# Inglorious Bastards - FSK 16



## Breakyou9 (11. September 2009)

Hallo ,

mein Freund hat morgen Geburtstag (15) und wir wollen in den Film Inglorious Bastards gehen 


			Dieser Inhalt steht nur eingeloggten Mitgliedern zur Verfügung.
        


Das Problem ist dass keiner von uns 16 ist.
Seine Mutter würde uns die Karten kaufen aber sie hat keine Zeit mit uns in den Film zu gehen 


			Dieser Inhalt steht nur eingeloggten Mitgliedern zur Verfügung.
        


Geht das?
Also dass sie nur die Karten kaufen muss und beweißen muss dass die die Erziehungsberechtigte ist?

Hoffe auf schnelle Antwort 

MFG  Breakyou9


----------



## Vanth1 (11. September 2009)

Breakyou9 schrieb:


> Hallo ,
> 
> mein Freund hat morgen Geburtstag (15) und wir wollen in den Film Inglorious Bastards gehen
> 
> ...


sie muss euch bis zur kasse begleiten usw und kaufen dan jaa

oder ihr tut so als ob ihr und eure mutter karten kauft und ein kumpel wartet an der seite oder so dan kreigt er die karte der mutter und ihr könnt reinspazieren

oder ihr informeirt euch wann und welchen kino der film läuft und welcehr saal natürlich kauft karten für anderen film und geht da in basterds


----------



## Ol@f (11. September 2009)

Kann dir da leider keine klare Antwort geben.
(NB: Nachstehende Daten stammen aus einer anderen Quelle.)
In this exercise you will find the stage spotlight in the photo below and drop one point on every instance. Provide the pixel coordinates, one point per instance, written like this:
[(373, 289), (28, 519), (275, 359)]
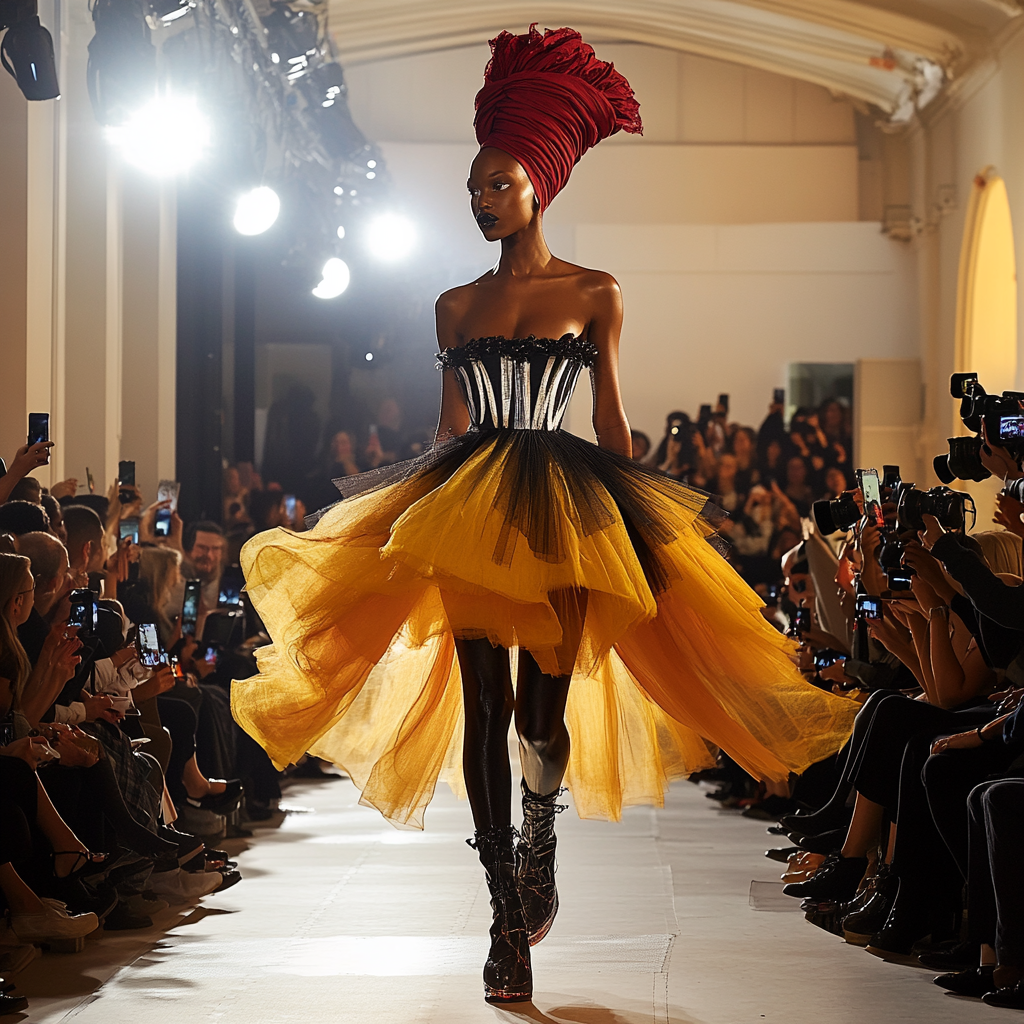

Aber bei uns im Kino würde das glaub ich gehen, da nur die Leute an der Kasse nachm Alter fragen und nicht die, die Karten abreißen. 

Notfalls für einen anderen Film Karten holen und dann halt in Inglorius Basterds reingehen, hab ich damals auch so gemacht 


			Dieser Inhalt steht nur eingeloggten Mitgliedern zur Verfügung.


----------



## SIERRA 117 (11. September 2009)

bei mir hat das immer beklappt, einfach die plätze vor reservieren und die karten einfach am schalter abholen!


----------



## Spectrales (11. September 2009)

Zum jüngsten Kassierer gehen den ihr findet. Die kontrollieren die Ausweise NIE


----------



## Badwitch22 (11. September 2009)

Also ich mach es immer so, dass meine Mum die Karten kauft und mit zum Einlass kommt. Dann müssen die dich reinlassen.


----------



## Rhokan (12. September 2009)

Also bei mir wars mal als ich in dem Alter war so dass wir in nen Film fsk 16 wollten, es aber nicht gereicht hat das nen Erziehungsberechtigter kauft, sondern der auch mitkommen musste (aber nicht konnte). Ka obs ne blöde Idee der Kassieren war oder Vorschrift


----------



## TheGui (12. September 2009)

Ich durfte damals(11) samt Begleitungs meines Paps nicht Jurassic Park 2( USK 12) im Kino anschauen O_o

Wiso könnt ihr dan in Begleitung eines erwachsenen nen USK 16 Film anschauen?


----------



## Pente (12. September 2009)

Entweder waren einige von euch schon ewig nicht mehr im Kino oder ihr habt echt seltsame Kinos  


			Dieser Inhalt steht nur eingeloggten Mitgliedern zur Verfügung.
        

 Bei uns würde das nicht funktionieren.


----------



## BimmBamm (12. September 2009)

"PG" (Parental Guiding) gilt nicht für FSK16, sondern nur FSK12:

(JuSchG § 11 Abs. 2: „(...)darf die Anwesenheit bei öffentlichen Filmveranstaltungen mit Filmen, die für Kinder und Jugendliche ab 12 Jahren freigegeben und gekennzeichnet sind, auch Kindern ab 6 Jahren gestattet werden, wenn sie von einer personensorgeberechtigten Person begleitet sind.“)
Im FSK16-Bereich finden sich meines Wissens nach keine entsprechenden Paragraphen!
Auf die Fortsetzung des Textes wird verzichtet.